Yoldaki hafriyatın kaldırılması ve yolun açılması için Büyükşehir’den talepte bulunduklarını anlatan Turan, “Büyükşehir’den bir yetkili aradı. ‘Burayı maden şirketine açtırın, biz yapamayız’ diyor. Mağduruz. Şirket umursamıyor, belediye ben yapmam diyor. Şirket sessiz soluksuz yol bozuyor. Geleni gideni oradan uzaklaştırmanın derdine düşmüş. Binlerce ton krom artığı denize aktı. Burada biz mağdur oluyoruz” şeklinde konuştu.
KÖYLÜLER BAHÇELERİNE ULAŞMAKTA ZORLUK YAŞIYOR
Musalı Muhtarı Hüseyin Tek ise köylülerinin o bölgede bahçeleri bulunduğunu ifade ederek yolun kapalı olması nedeniyle bahçelere ulaşmakta zorluk yaşandığını kaydetti.
Cumartesi günü HDP Mersin Milletvekili Rıdvan Turan ile birlikte bölgede incelemelerde bulunan CHP Büyükşehir Belediye Meclis üyesi Abdurrahman Yıldız ise yaptıkları incelemelerde madenciliğin bilimsel metotlarla değil, yağmalama yöntemiyle yapıldığını gördüklerini kaydetti. Maden alanını kiralayan şirket kendini bölge insanına, ormanına, tarımına karşı sorumlu görmediğini ifade eden Yıldız, “Kiraladığı orman alanını azami sömürmenin planlarını yapıyor. Hiçbir önlem almıyor, hiçbir koruma tedbiri için para harcamıyor. Varsa yoksa azami kar. İnsanlar, çevre, doğa bundan olumsuz etkilenirmiş, tedavisi olmayan hastalıklar artarmış, insanların yaş ortalaması bile azalırmış hiç umurlarında değil. Varsa yoksa para” ifadelerini kullandı.
“VERİLEN ZARARLARI ŞİRKETE ÖDETTİRİLMELİ”
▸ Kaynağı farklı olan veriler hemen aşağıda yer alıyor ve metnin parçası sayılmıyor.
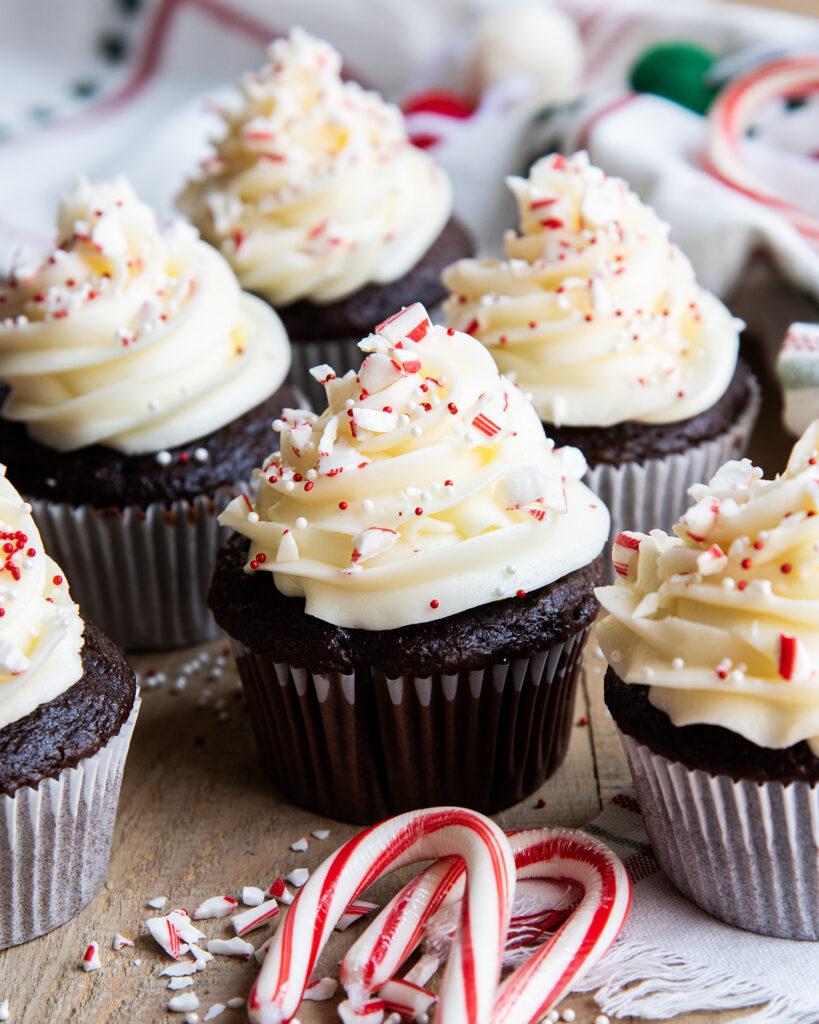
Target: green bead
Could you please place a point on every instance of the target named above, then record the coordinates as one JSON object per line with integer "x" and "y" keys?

Yaşanana felaketle ilgili Şehircilik Çevre ve İklim Değişikliği Müdürlüğü’nün acil tedbir alarak madenin faaliyetini durdurması gerektiğini belirten Yıldız şunları söyledi: “Maden firmasına ödetilmek koşuluyla yıllardır bu bölgeye verdiği zararlar düzelttirilmelidir. Öncelikle yıllardır ormana hiçbir önlem almadan yığmış olduğu binlerce ton kanserojen bazlı atığı bilimsel metotlarla yok etmesi sağlanmalıdır. Çünkü bu atık yığını burada kaldığı müddetçe her yağmurda göçükler oluşturarak insan ve hayvan yaşamını doğrudan tehlikeye sokacak, çünkü kaçak depolama sahasının dört bir yanı köyler arası yol ağlarıyla örülü her gün onlarca araç yüzlerce insan bu yolları kullanıyor. Öte yandan bu binlerce tonluk yığın burada kaldığı sürece havaya, suya, ormana ve tarım alanlarına dağılmaya devam edecek.”
“ZAMANA YAYIP UNUTTURACAKLAR”
Yaptığı görüşmelerde Çevre ve Şehircilik İl Müdürlüğü ekiplerinin bölgeye gittiğini ancak bir şey yapmadığını öne süren Yıldız, “Anladığım kadar zamana yayıp unutturmaya çalışıyorlar. Belediye yada şirkete yolları temizleyin diyecekler ve üstünü örtmeye çalışacaklar. Oradaki sırta binlerce ton maden atığı yığılmış sürekli aşağı kayıyor. Orayı komple temizlemezlerse yeni bir yer yapmazlarsa orayı durduramazlar. Orası insanların başına bela olur. Altında insan hayvan kalabilir. Sıkıntı olur” şeklinde konuştu.